Fed official calls treatment of Capitol rioters ‘most stark example of racism’

Victoria Guida

A senior Federal Reserve official on Tuesday made an unusually direct condemnation of how Black Americans are treated by law enforcement, saying if rioters at the Capitol building last week had been Black, they would not have come out alive.

“If those were Black militants, armed militants, storming the U.S. Capitol, I think they’d all be dead right now,” Minneapolis Fed President Neel Kashkari said at one of a series of events that the Fed system has been hosting on racism and the economy. “That is the most stark example of racism and disparities in our society.”

Kashkari did not explain what he meant by his remarks. A number of Capitol Police officers suffered injuries defending lawmakers, aides and journalists from the onslaught and one, Brian Sicknick, died late Thursday. But videos have also surfaced showing a small number of officers pulling down barricades for the rioters and, in another instance, stopping for a photo with one of them.

Some of those incidents were raised on a 3.5-hour caucus call on Friday by House Democrats, who demanded an investigation not only into the decisions by the Capitol Police leadership but of actions by some rank-and-file officers caught on camera.

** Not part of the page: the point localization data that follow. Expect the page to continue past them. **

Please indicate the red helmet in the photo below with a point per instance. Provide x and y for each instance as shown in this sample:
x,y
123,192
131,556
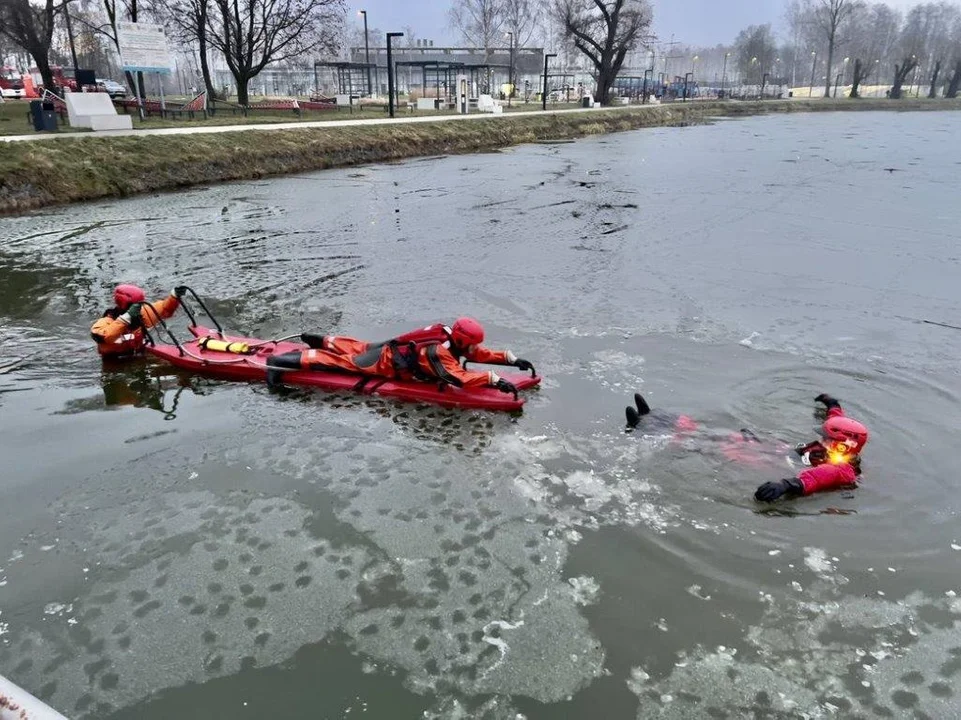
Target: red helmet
x,y
126,295
850,433
467,332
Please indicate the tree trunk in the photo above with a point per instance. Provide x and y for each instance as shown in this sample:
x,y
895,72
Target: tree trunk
x,y
828,78
952,91
43,65
202,42
605,81
901,72
205,69
242,96
932,92
860,73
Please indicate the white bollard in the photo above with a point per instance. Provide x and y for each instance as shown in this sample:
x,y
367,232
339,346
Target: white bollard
x,y
32,708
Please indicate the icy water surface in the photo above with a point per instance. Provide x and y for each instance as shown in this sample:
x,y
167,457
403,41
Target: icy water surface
x,y
175,547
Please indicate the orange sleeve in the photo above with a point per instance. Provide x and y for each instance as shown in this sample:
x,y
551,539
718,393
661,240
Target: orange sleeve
x,y
436,360
488,356
164,308
108,330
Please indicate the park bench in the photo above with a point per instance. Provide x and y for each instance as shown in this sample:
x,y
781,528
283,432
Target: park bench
x,y
283,104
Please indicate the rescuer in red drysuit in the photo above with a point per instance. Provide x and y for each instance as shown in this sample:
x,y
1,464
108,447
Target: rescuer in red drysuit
x,y
835,461
743,446
120,331
431,353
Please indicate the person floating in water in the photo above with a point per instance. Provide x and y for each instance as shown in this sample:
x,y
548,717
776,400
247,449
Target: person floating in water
x,y
435,352
119,332
743,446
835,460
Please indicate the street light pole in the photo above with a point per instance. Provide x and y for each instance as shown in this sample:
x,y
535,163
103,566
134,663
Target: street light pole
x,y
814,62
547,57
510,71
390,74
370,84
724,72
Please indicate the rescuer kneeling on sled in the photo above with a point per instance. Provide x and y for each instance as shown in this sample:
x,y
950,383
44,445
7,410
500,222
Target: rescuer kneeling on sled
x,y
120,331
835,460
432,353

The Fed has been increasingly focused on improving economic outcomes for racial minorities. Atlanta Fed President Raphael Bostic last year referred to systemic racism as “a yoke that drags on the American economy” and spoke out in support of the protests earlier this year after the death of George Floyd, who was killed by police. Bostic and Kashkari are the only two members of the Fed’s rate-setting committee who are not white.